Томас Венцлова - Собеседники на пиру
«Моим стихам, написанным так рано…» — одно из первых стихотворений, создающих цветаевский миф об особом статусе поэта и его парадоксальных взаимоотношениях со временем. Цветаева продолжает, но и развивает традицию, восходящую к весьма архаической эпохе, особенно значимую для романтиков и вновь распространившуюся в наши дни, хотя и в модернизированном толковании: поэт «одержим» текстом, тексты (язык, культура) пишут сами себя, пользуясь поэтом как инструментом. «Приказующее есть первичный, неизменимый и незаменимый стих, суть, предстающая стихом. …Я пишу для самой вещи. Вещь, путем меня, сама себя пишет» («Поэт о критике», V, с. 285). С этой традицией связана цветаевская тяга к максимализму, к сверхнапряженности существования: стих поэту, как некогда пророчество шаману, внушает высшая сила, daimonion, которая одновременно сжигает и убивает его. Поэтому стих не только экстремален, но и телесен, биологичен («Вскрыла жилы: неостановимо…», II, с. 315). С другой стороны, daimonion делает поэта непредсказуемым и неуправляемым. К поэтическому бытию неприложимы кантовские категории времени, пространства и причинно-следственных связей: «Он тот, кто спрашивает с парты, Кто Канта наголову бьет…» («Поэт 2», II, с. 184).

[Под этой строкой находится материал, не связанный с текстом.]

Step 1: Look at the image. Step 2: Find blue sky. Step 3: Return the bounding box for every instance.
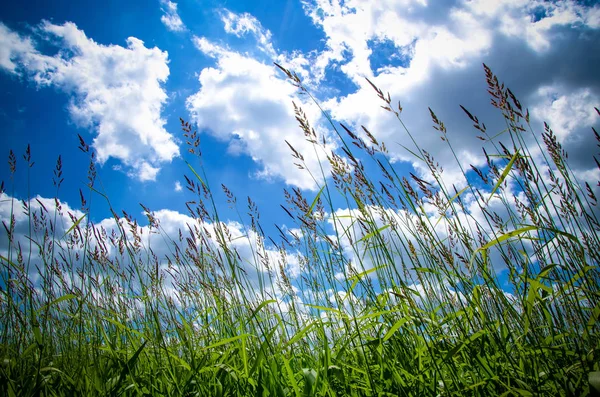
[1,0,599,298]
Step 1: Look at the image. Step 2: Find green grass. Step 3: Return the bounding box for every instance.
[1,64,599,396]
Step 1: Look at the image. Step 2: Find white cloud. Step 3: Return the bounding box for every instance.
[192,36,226,58]
[297,0,600,189]
[188,35,335,191]
[466,0,600,52]
[41,22,179,178]
[220,9,275,56]
[0,23,38,73]
[160,0,186,32]
[174,181,183,192]
[531,86,599,143]
[0,21,179,182]
[130,161,160,182]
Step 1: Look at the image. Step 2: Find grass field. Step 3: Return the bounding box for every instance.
[1,64,599,396]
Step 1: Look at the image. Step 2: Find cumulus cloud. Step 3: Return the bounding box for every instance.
[187,33,336,191]
[160,0,186,32]
[297,0,600,189]
[0,21,179,182]
[531,85,599,143]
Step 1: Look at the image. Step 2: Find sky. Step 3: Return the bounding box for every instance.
[1,0,600,302]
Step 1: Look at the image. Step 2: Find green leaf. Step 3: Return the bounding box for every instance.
[444,329,486,362]
[585,302,600,339]
[509,388,534,396]
[247,299,277,325]
[383,318,410,342]
[36,294,77,316]
[0,254,20,271]
[305,304,343,316]
[302,368,317,397]
[185,161,207,188]
[111,340,147,395]
[589,371,600,392]
[356,309,395,322]
[203,333,251,350]
[356,224,390,244]
[285,321,316,349]
[62,214,87,239]
[168,353,191,371]
[537,264,558,280]
[32,324,43,347]
[347,264,388,297]
[306,185,326,217]
[282,356,301,396]
[434,185,469,227]
[470,225,538,268]
[102,316,143,338]
[395,142,424,161]
[488,149,520,203]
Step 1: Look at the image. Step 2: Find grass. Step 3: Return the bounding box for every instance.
[1,63,599,396]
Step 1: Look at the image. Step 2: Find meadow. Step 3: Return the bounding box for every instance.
[1,64,599,396]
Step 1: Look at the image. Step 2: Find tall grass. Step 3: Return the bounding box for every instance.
[1,64,599,396]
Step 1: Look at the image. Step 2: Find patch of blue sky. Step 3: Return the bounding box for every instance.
[529,5,548,23]
[368,38,413,74]
[317,48,358,98]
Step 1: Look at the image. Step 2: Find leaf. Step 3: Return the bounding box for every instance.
[444,329,486,362]
[537,264,558,280]
[383,318,410,342]
[356,309,395,321]
[169,353,191,371]
[348,264,387,283]
[0,255,19,269]
[487,149,519,203]
[111,340,147,395]
[102,316,143,338]
[247,299,277,326]
[589,371,600,392]
[282,356,301,396]
[62,214,87,239]
[32,323,43,347]
[395,142,424,161]
[328,365,345,385]
[345,265,388,302]
[185,161,207,188]
[285,321,316,349]
[434,186,469,227]
[202,333,251,350]
[356,224,390,244]
[305,304,343,316]
[250,323,280,377]
[307,185,326,217]
[585,301,600,339]
[302,368,317,397]
[470,225,538,268]
[36,294,77,316]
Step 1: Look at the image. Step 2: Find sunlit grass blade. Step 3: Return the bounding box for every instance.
[487,149,520,203]
[61,213,86,239]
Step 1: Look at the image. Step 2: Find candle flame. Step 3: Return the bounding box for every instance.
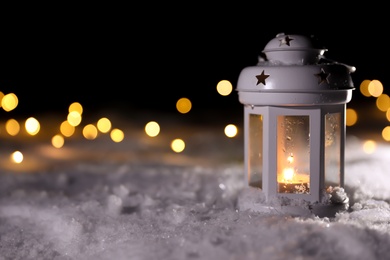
[283,167,294,182]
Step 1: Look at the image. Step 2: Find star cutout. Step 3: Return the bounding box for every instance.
[315,68,330,84]
[255,70,269,85]
[279,35,293,46]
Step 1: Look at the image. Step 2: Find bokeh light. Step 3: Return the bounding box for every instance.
[346,108,358,126]
[110,128,124,143]
[386,109,390,122]
[82,124,98,140]
[5,119,20,136]
[368,79,383,97]
[359,79,371,97]
[382,126,390,141]
[60,120,75,137]
[145,121,160,137]
[69,102,83,114]
[171,139,185,153]
[362,140,377,154]
[2,93,18,112]
[224,124,238,138]
[216,80,233,96]
[25,117,40,136]
[67,111,82,127]
[376,94,390,112]
[11,151,23,163]
[0,91,4,108]
[97,117,112,133]
[176,98,192,114]
[52,134,65,148]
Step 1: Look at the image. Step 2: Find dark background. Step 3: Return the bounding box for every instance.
[0,4,388,127]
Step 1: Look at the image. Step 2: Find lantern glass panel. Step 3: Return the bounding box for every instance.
[324,112,341,189]
[277,115,310,194]
[248,114,263,188]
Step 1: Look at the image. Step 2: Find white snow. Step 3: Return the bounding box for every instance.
[1,118,390,260]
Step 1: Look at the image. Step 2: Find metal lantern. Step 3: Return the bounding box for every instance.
[236,33,355,204]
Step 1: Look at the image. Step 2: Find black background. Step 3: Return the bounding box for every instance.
[1,4,388,126]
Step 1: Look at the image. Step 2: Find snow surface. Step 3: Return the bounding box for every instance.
[1,118,390,260]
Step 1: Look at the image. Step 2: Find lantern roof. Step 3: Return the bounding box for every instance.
[236,33,355,106]
[263,33,327,65]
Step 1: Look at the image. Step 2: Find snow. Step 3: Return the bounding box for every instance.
[1,117,390,260]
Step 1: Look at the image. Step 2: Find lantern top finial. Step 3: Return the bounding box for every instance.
[262,33,327,65]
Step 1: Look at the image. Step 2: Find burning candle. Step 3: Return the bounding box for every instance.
[277,168,310,194]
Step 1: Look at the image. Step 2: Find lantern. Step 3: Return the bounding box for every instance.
[236,33,355,206]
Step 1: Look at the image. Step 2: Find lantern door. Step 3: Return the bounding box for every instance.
[245,106,324,202]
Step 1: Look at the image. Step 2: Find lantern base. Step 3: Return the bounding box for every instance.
[237,187,349,218]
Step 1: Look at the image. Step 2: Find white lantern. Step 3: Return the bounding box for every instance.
[236,33,355,206]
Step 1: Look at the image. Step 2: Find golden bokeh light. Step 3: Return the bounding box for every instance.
[82,124,98,140]
[110,128,124,143]
[216,80,233,96]
[60,120,75,137]
[11,151,23,164]
[97,117,112,133]
[145,121,160,137]
[386,109,390,122]
[52,134,65,148]
[67,111,82,127]
[368,79,383,97]
[224,124,238,138]
[69,102,83,115]
[362,140,377,154]
[0,91,4,108]
[25,117,40,136]
[359,79,371,97]
[2,93,18,112]
[376,94,390,112]
[382,126,390,141]
[171,138,185,153]
[176,97,192,114]
[346,108,358,126]
[5,119,20,136]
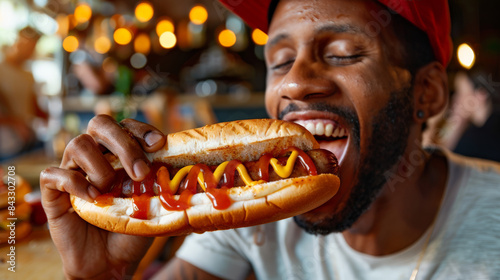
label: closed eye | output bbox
[325,55,362,65]
[271,59,295,71]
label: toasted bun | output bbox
[70,119,340,236]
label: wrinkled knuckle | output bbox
[88,114,116,134]
[66,134,94,153]
[119,118,135,126]
[39,167,56,187]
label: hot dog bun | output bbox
[70,119,340,236]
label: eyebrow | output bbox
[266,23,368,50]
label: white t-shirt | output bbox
[176,149,500,280]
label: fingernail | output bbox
[145,131,163,147]
[89,186,101,200]
[133,159,150,179]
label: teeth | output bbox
[325,124,333,137]
[296,121,347,138]
[315,123,324,135]
[333,127,339,137]
[305,122,315,134]
[339,128,346,137]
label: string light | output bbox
[134,33,151,54]
[94,36,111,54]
[457,43,475,69]
[189,5,207,25]
[218,29,236,48]
[74,3,92,24]
[114,28,132,45]
[159,31,176,49]
[156,19,174,36]
[135,2,154,23]
[252,29,268,45]
[62,35,79,52]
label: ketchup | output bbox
[130,193,151,219]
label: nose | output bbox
[278,59,337,101]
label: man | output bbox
[40,0,500,279]
[0,27,43,159]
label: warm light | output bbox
[94,36,111,54]
[135,2,154,23]
[457,43,475,69]
[134,33,151,54]
[74,3,92,24]
[62,35,79,52]
[159,31,176,49]
[189,5,207,25]
[114,28,132,45]
[218,29,236,48]
[156,19,174,36]
[252,29,268,45]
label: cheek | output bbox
[265,86,279,119]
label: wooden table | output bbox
[0,227,64,280]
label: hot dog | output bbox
[70,119,340,236]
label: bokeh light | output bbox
[252,29,268,45]
[135,2,154,23]
[156,19,174,36]
[62,35,79,52]
[457,43,475,69]
[189,5,207,25]
[218,29,236,48]
[159,31,176,49]
[94,36,111,54]
[130,53,147,69]
[74,3,92,24]
[114,28,132,45]
[134,33,151,54]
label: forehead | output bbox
[268,0,386,38]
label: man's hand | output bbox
[40,115,166,279]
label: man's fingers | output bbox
[60,134,116,192]
[87,115,151,181]
[40,167,99,220]
[120,118,166,152]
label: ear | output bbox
[412,62,449,124]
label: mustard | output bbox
[167,149,300,192]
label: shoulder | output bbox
[440,147,500,186]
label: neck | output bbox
[342,146,448,256]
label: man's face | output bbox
[265,0,414,234]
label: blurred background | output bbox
[0,0,498,278]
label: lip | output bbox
[282,110,343,124]
[282,110,350,166]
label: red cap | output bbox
[218,0,452,66]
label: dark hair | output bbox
[267,0,436,76]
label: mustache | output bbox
[279,103,359,127]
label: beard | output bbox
[287,87,414,235]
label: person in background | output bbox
[439,70,500,161]
[0,26,46,160]
[40,0,500,279]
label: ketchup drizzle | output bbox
[95,147,318,218]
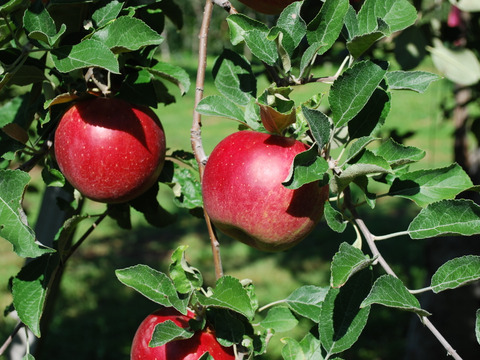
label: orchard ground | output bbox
[0,53,455,360]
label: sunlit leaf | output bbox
[431,255,480,293]
[331,242,372,288]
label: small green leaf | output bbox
[429,38,480,86]
[147,61,191,96]
[92,16,163,53]
[331,242,372,288]
[301,105,331,149]
[23,354,35,360]
[360,275,431,316]
[261,306,299,332]
[324,202,348,234]
[281,338,304,360]
[330,60,388,128]
[115,265,187,314]
[92,0,124,28]
[386,71,441,93]
[282,146,329,190]
[409,199,480,239]
[0,169,54,258]
[23,6,66,46]
[196,95,245,123]
[357,0,417,35]
[171,166,203,210]
[227,14,278,66]
[307,0,349,55]
[276,2,306,48]
[12,253,60,337]
[169,245,203,294]
[299,333,323,360]
[149,320,194,347]
[344,136,378,164]
[372,138,425,168]
[319,270,371,355]
[431,255,480,293]
[347,24,389,59]
[389,164,474,207]
[212,49,256,106]
[196,276,255,320]
[51,39,119,74]
[299,42,327,76]
[285,285,329,322]
[348,89,390,141]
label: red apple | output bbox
[202,131,329,252]
[54,97,166,203]
[236,0,300,15]
[130,308,235,360]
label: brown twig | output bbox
[345,190,462,360]
[212,0,238,14]
[191,0,224,280]
[0,322,23,356]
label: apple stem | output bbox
[191,0,224,280]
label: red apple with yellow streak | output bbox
[202,131,329,252]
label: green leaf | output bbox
[357,0,417,35]
[283,145,329,190]
[333,149,391,193]
[148,61,191,95]
[212,49,256,105]
[429,38,480,86]
[92,16,163,53]
[300,42,327,76]
[169,245,203,294]
[319,270,371,355]
[51,39,119,74]
[115,265,187,314]
[388,164,474,207]
[150,320,194,347]
[386,71,441,93]
[196,276,255,320]
[360,275,430,317]
[208,308,246,347]
[347,88,391,139]
[347,23,389,59]
[329,60,388,128]
[409,199,480,239]
[281,338,305,360]
[344,136,378,164]
[276,1,306,48]
[331,242,372,288]
[285,285,329,322]
[372,138,425,168]
[301,105,331,149]
[12,253,60,337]
[92,0,124,28]
[171,166,203,210]
[431,255,480,293]
[324,202,348,234]
[23,354,35,360]
[299,333,323,360]
[23,6,66,46]
[0,169,54,258]
[196,95,245,123]
[261,306,299,333]
[307,0,349,55]
[227,14,278,66]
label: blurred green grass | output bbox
[0,54,452,360]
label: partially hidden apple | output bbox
[130,308,235,360]
[236,0,300,15]
[54,97,166,203]
[202,131,329,252]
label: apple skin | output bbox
[236,0,300,15]
[202,131,329,252]
[130,308,235,360]
[54,97,166,203]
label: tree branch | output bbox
[345,189,463,360]
[191,0,224,280]
[212,0,238,14]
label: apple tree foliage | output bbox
[1,0,480,359]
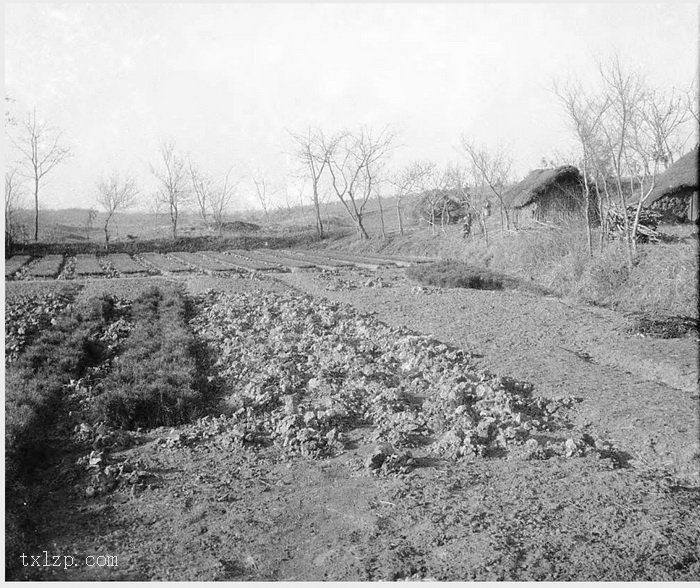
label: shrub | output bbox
[407,260,505,290]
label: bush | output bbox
[407,260,505,290]
[92,286,205,429]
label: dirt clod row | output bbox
[187,288,614,467]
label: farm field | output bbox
[4,255,32,278]
[106,253,150,275]
[74,254,106,277]
[4,250,438,281]
[4,261,698,581]
[168,251,239,273]
[137,252,191,273]
[24,254,65,278]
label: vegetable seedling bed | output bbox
[26,255,64,278]
[139,253,191,273]
[4,255,32,278]
[74,254,106,276]
[216,250,286,272]
[107,254,150,275]
[169,252,240,273]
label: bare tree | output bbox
[554,79,612,254]
[151,140,189,240]
[251,171,272,223]
[460,139,513,231]
[687,75,699,127]
[210,166,239,235]
[638,87,691,169]
[5,167,25,248]
[85,207,97,241]
[596,55,650,264]
[327,126,394,240]
[389,160,434,235]
[444,163,490,243]
[414,164,457,236]
[188,158,213,225]
[290,128,342,239]
[96,173,139,247]
[9,109,71,241]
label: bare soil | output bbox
[6,268,700,581]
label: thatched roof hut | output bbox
[502,166,586,225]
[502,166,581,209]
[644,147,698,221]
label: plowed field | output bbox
[4,262,698,581]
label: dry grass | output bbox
[407,261,505,290]
[318,219,698,321]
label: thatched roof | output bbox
[502,166,581,209]
[644,147,698,205]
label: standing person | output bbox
[462,210,473,238]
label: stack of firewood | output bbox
[607,206,662,243]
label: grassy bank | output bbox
[316,222,699,320]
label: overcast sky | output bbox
[4,3,699,211]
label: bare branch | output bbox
[8,109,72,241]
[151,139,189,239]
[96,172,139,246]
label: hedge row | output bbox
[7,232,321,257]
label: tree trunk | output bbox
[377,195,386,239]
[171,206,178,240]
[581,172,593,257]
[104,219,110,250]
[313,186,324,239]
[584,191,592,257]
[396,200,404,236]
[615,179,633,268]
[34,175,39,241]
[356,215,369,240]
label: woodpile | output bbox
[607,205,662,243]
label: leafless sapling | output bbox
[151,140,189,240]
[9,109,71,241]
[96,173,139,248]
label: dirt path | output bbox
[275,267,699,478]
[9,271,700,581]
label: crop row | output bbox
[5,295,120,477]
[107,253,150,274]
[136,252,190,272]
[216,250,286,271]
[25,254,65,278]
[5,293,134,576]
[92,286,207,429]
[169,251,238,272]
[5,288,79,360]
[74,254,106,276]
[190,290,584,462]
[5,255,32,278]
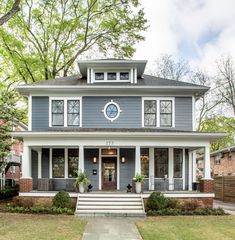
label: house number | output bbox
[106,140,114,146]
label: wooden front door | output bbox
[102,157,117,190]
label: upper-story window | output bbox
[50,97,81,127]
[142,98,175,128]
[93,71,130,82]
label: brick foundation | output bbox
[200,179,214,193]
[131,180,144,193]
[19,178,33,192]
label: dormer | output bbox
[78,59,147,84]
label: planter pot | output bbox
[79,183,85,193]
[135,182,142,193]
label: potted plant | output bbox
[74,171,89,193]
[133,173,145,193]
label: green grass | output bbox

Отсюда крайне частый и весомый у Цветаевой мотив вражды поэта с миром и особенно несовместимости поэта со временем, календарем. Этот мотив разработан во многих эссе и стихах. Согласно Цветаевой, поэт улавливает масштаб и скрытый ритм истории, тем самым творя время, но и становясь его жертвой. «Брак поэта с временем — насильственный брак. Брак, которого, как всякого претерпеваемого насилия, он стыдится и из которого рвется — прошлые поэты в прошлое, настоящие в будущее — точно время оттого меньше время, что оно не мое!» («Поэт и время», V, с. 343). Во множестве стихов это отношение ко времени высказано оксюморонными построениями: «Начинать наугад с конца, И кончать еще до начала…» («Легкомыслие! — Милый грех…», I, с. 235); «Такое со мной сталось, Что гром прогромыхал зимой… Мне солнце горит — в полночь! Мне в полдень занялась звезда!» («Еще и еще песни…», I, с. 257). Рассмотренный нами текст как раз и есть оксюморон, развернутый в сюжет: стихи являются читателю — должны ему явиться — и слишком рано, и слишком поздно. Время как бы выворачивается наизнанку. Значение приобретает не то, что расположено в его отрезке, совпадающем с сознательной жизнью, а, так сказать, инфракрасная и ультрафиолетовая части временнóго спектра, то, что дальше и раньше, то, что было до и будет после[715].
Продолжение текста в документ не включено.